Perché “oltre il Pil” non è uno slogan
“Oltre il Pil” significa completare il Prodotto interno lordo con indicatori che misurino benessere umano e stabilità degli ecosistemi. Non si tratta di sostituire un numero, ma di cambiare il cruscotto con cui governi e imprese valutano le politiche. È qui che si gioca la credibilità delle strategie su clima, salute, lavoro e innovazione.
I limiti del pianeta non aspettano
Le evidenze sui confini planetari indicano diversi limiti già superati: clima, biosfera, nutrienti, acqua verde, sostanze pericolose e uso del suolo. L’acidificazione degli oceani sta entrando in una zona di rischio per barriere coralline e catene alimentari marine. Più tardi interveniamo, più i costi aumentano e l’efficacia delle correzioni diminuisce.
Cosa significa per le politiche economiche
Il punto non è “decrescere”, ma orientare la crescita. Servono tre priorità:
- Rigenerare i capitali naturali (suolo, acqua, biodiversità) con regole su nutrienti, chimica pericolosa e deforestazione.
- Distribuire valore e sicurezza sociale: sanità di base, istruzione, reti contro la povertà energetica e alimentare.
- Misurare il progresso con indicatori integrati (privazioni + overshoot) che affianchino il Pil nei documenti di finanza pubblica e nei bilanci aziendali.
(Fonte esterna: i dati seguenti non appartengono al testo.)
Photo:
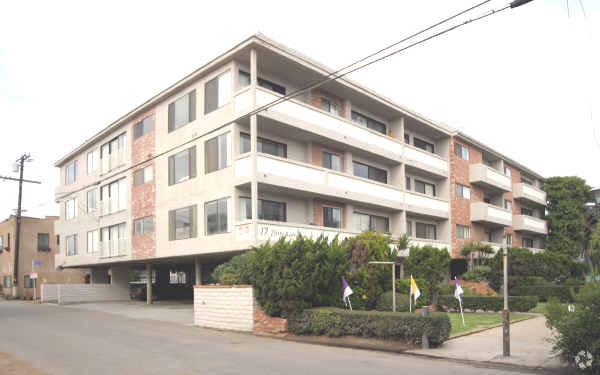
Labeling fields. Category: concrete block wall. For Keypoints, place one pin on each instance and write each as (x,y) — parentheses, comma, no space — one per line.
(224,307)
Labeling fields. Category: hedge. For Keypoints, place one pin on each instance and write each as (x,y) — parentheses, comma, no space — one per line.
(407,327)
(489,303)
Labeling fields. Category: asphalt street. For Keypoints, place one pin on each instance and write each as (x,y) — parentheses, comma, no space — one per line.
(59,340)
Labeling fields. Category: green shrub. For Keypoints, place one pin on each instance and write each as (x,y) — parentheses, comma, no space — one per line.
(384,302)
(489,303)
(335,322)
(579,330)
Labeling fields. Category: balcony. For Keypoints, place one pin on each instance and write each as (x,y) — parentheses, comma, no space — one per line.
(529,194)
(486,177)
(529,224)
(114,248)
(491,215)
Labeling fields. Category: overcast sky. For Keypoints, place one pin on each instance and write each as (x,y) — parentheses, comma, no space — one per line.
(525,82)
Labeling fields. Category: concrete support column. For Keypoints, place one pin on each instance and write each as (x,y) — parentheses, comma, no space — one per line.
(149,283)
(198,271)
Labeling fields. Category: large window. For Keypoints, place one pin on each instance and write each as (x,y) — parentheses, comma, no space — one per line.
(71,245)
(263,145)
(143,225)
(217,92)
(463,231)
(182,166)
(71,172)
(93,240)
(143,175)
(462,191)
(332,217)
(183,223)
(424,188)
(142,127)
(216,216)
(461,151)
(43,242)
(245,81)
(332,161)
(426,231)
(217,153)
(267,210)
(367,171)
(429,147)
(182,111)
(371,222)
(368,122)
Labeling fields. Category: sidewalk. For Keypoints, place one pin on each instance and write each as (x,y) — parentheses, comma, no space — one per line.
(528,346)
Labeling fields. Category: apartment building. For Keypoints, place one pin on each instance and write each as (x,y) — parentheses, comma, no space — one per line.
(37,251)
(193,176)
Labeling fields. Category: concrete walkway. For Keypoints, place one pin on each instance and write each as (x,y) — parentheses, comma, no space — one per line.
(529,346)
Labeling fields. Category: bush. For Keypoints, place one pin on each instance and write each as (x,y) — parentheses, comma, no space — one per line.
(489,303)
(407,327)
(579,330)
(384,302)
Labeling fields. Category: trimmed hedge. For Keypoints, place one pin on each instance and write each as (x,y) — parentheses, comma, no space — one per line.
(384,302)
(488,303)
(336,322)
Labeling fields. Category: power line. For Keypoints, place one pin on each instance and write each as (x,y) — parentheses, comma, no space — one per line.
(330,77)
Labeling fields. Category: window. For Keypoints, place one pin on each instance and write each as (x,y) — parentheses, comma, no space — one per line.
(72,245)
(419,143)
(368,122)
(217,153)
(71,172)
(264,145)
(183,223)
(526,211)
(527,242)
(182,111)
(372,173)
(142,176)
(425,188)
(462,191)
(143,226)
(143,127)
(371,222)
(427,231)
(71,209)
(329,106)
(267,210)
(463,231)
(93,158)
(245,81)
(332,217)
(92,241)
(43,242)
(92,201)
(216,216)
(332,161)
(461,151)
(182,166)
(217,92)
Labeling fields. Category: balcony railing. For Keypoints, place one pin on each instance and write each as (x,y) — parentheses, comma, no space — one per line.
(481,174)
(114,248)
(529,193)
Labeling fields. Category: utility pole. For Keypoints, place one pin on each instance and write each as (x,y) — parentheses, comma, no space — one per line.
(20,164)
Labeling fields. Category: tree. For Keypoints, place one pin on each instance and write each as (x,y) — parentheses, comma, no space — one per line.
(566,198)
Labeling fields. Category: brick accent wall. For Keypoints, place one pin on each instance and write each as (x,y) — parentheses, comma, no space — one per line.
(143,197)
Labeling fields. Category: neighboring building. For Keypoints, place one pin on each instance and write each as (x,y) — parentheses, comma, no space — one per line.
(336,160)
(38,244)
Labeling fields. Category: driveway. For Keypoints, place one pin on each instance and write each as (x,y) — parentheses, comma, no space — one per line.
(77,340)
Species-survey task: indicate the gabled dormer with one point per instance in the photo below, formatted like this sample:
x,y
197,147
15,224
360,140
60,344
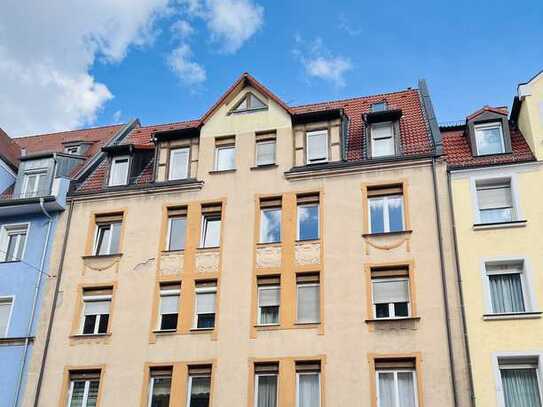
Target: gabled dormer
x,y
488,131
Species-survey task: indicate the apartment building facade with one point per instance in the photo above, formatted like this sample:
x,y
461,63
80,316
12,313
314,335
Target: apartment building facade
x,y
262,255
495,172
35,178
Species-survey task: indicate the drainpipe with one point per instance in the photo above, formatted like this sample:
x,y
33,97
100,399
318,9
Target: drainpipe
x,y
461,293
444,283
34,304
54,307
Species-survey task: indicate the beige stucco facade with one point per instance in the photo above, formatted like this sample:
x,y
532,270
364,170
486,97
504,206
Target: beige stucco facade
x,y
346,342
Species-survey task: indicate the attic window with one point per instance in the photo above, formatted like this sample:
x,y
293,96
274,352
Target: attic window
x,y
248,103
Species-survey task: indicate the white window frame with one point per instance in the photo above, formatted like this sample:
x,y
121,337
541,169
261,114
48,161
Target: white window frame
x,y
167,293
189,390
94,298
515,355
317,204
11,300
224,147
526,279
485,126
386,216
391,310
298,374
203,290
113,164
327,146
393,141
262,142
85,391
170,161
259,316
489,177
396,387
11,229
257,380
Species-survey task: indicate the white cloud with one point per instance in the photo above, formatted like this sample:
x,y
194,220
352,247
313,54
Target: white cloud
x,y
319,62
188,71
47,49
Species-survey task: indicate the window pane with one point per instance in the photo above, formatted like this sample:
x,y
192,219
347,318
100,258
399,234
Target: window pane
x,y
506,293
267,391
395,213
489,140
308,304
377,215
270,225
308,390
520,388
178,230
308,222
226,159
161,392
387,393
199,392
265,153
179,159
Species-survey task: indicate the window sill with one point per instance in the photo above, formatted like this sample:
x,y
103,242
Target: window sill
x,y
500,225
263,167
378,320
398,233
102,256
513,315
231,170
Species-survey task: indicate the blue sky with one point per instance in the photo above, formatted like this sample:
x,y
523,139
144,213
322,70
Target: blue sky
x,y
471,54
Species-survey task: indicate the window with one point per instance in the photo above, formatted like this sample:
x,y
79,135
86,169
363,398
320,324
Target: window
x,y
177,228
96,309
206,293
308,386
317,146
83,391
248,103
5,315
225,154
489,139
308,218
396,386
199,386
211,226
266,376
382,139
13,242
169,306
179,163
119,171
34,184
265,150
160,383
520,381
308,298
270,221
386,209
495,201
108,234
269,295
390,293
507,285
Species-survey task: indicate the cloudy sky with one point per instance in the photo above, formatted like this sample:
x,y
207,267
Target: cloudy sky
x,y
71,63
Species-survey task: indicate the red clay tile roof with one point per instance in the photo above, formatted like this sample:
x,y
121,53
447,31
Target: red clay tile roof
x,y
457,150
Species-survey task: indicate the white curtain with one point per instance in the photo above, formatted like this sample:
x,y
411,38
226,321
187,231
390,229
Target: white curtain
x,y
308,391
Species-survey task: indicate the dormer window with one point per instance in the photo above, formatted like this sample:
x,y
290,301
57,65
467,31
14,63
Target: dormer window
x,y
249,103
489,138
119,171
“Il mondo è sbilanciato: serve un’economia progettata per garantire benessere umano e salute del pianeta”, osserva uno degli autori dello studio, Andrew Fanning. “L’ossessione per una crescita infinita del Pil, soprattutto nei Paesi ricchi, ci allontana da un futuro prospero: il segno del progresso sarà un’economia rigenerativa e distributiva”, aggiunge un altro autore, Kate Raworth.
Dove accelerare subito (e come misurarlo)
Energia e industria. Elettrificare consumi e produzioni con rinnovabili e reti digitali, segnali di prezzo su carbonio e inquinanti, indicatori di intensità materiale ed energetica nei conti aziendali.
Finanza pubblica. Introdurre budget verdi e sociali: investimenti obbligatori in sanità di base, acqua e servizi igienici, dove i progressi sono più rapidi quando le politiche sono mirate.
Governo dei dati. Integrare nei documenti programmatici nazionali cruscotti “safe & just” già sperimentati a livello locale, adattandoli al contesto italiano ed europeo.